There is no atomic mechanism to offline and remove an entire
multi-block DAX kmem device. This is presently done in two steps:
1. offline all
2. remove all).
This creates a race condition where another entity operates directly
on the memory blocks and can cause hot-unplug to fail / unbind to
deadlock.
Add a new 'state' sysfs attribute that enables an atomic whole-device
hotplug operation across its entire memory region.
daxX.Y/state mirrors the per-block memoryX/state ABI:
- [offline, online, online_kernel, online_movable]
- "unplugged" - is added specifically for dax0.0/state
The valid writable states include:
- "unplugged": memory blocks are not present
- "online": memory is online, zone chosen by the kernel
- "online_kernel": memory is online in ZONE_NORMAL
- "online_movable": memory is online in ZONE_MOVABLE
Valid transitions:
- unplugged -> online[_kernel|_movable]
- online[_kernel|_movable] -> unplugged
- offline -> unplugged
A device can only be onlined from "unplugged", so it must be returned
there before being onlined into a different state.
For backwards compatibility the memory blocks are always created at
probe - existing tools expect them to be present after kmem binds.
"offline" is therefore a reportable state but is not writable: it only
arises from the legacy auto_online_blocks=offline policy.

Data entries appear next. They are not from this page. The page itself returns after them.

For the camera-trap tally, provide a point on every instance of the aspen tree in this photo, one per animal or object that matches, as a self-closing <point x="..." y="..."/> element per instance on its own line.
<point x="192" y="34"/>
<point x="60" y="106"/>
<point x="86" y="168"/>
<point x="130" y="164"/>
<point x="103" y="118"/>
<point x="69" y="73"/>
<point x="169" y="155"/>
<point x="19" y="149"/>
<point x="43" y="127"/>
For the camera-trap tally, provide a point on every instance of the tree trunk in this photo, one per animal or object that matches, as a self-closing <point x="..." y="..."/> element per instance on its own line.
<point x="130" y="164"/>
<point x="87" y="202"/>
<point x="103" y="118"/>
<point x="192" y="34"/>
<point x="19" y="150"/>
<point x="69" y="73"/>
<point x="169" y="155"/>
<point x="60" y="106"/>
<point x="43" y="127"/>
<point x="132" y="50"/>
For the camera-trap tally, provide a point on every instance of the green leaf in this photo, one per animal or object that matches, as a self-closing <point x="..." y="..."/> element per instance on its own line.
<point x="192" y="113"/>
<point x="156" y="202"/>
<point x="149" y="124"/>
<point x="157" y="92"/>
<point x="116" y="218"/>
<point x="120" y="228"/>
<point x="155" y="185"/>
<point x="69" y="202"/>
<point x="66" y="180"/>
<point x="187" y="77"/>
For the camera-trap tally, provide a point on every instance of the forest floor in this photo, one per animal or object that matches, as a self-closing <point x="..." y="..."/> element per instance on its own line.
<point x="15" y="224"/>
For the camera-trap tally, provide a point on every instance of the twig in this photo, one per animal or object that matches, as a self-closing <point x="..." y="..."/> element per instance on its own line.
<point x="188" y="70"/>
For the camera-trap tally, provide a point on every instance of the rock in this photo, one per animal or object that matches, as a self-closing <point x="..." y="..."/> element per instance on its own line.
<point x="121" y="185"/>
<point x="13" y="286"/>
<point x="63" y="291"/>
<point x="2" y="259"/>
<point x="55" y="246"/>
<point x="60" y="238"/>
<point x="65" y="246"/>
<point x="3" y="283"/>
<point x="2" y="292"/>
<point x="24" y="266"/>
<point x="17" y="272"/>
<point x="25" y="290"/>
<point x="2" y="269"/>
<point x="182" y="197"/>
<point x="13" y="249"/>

Onlining
such a device through this attribute requires unplugging it first in
an effort to get drivers creating DAX devices to set a default.
Unplug is atomic across the whole device: dax_kmem_do_hotremove()
collects every added range and offlines/removes them in one operation.
Either the operation succeeds or is entirely rolled back.
Unbind Note:
We used to call remove_memory() during unbind, which would fire a
BUG() if any of the memory blocks were online at that time. We lift
this into a WARN in the cleanup routine and don't attempt hotremove
if ->state is not DAX_KMEM_UNPLUGGED or MMOP_OFFLINE.
An offline dax device memory is removed on unbind as before.
If online at unbind, the resources are leaked (as before), but now
we prevent deadlock if a memory region is impossible to hotremove.
Suggested-by: Hannes Reinecke <[email protected]>
Suggested-by: David Hildenbrand <[email protected]>
Signed-off-by: Gregory Price <[email protected]>
---
Documentation/ABI/testing/sysfs-bus-dax | 26 +++
drivers/base/memory.c | 9 +
drivers/dax/kmem.c | 224 ++++++++++++++++++++----
include/linux/memory_hotplug.h | 1 +
4 files changed, 224 insertions(+), 36 deletions(-)
diff --git a/Documentation/ABI/testing/sysfs-bus-dax
b/Documentation/ABI/testing/sysfs-bus-dax
index b34266bfae49..2dcad1e9dad0 100644
--- a/Documentation/ABI/testing/sysfs-bus-dax
+++ b/Documentation/ABI/testing/sysfs-bus-dax
@@ -151,3 +151,29 @@ Description:
memmap_on_memory parameter for memory_hotplug. This is
typically set on the kernel command line -
memory_hotplug.memmap_on_memory set to 'true' or 'force'."
+
+What: /sys/bus/dax/devices/daxX.Y/state
+Date: June, 2026
+KernelVersion: v6.21
+Contact: [email protected]
+Description:
+ (RW) Controls the state of the memory region.
+ Applies to all memory blocks associated with the device.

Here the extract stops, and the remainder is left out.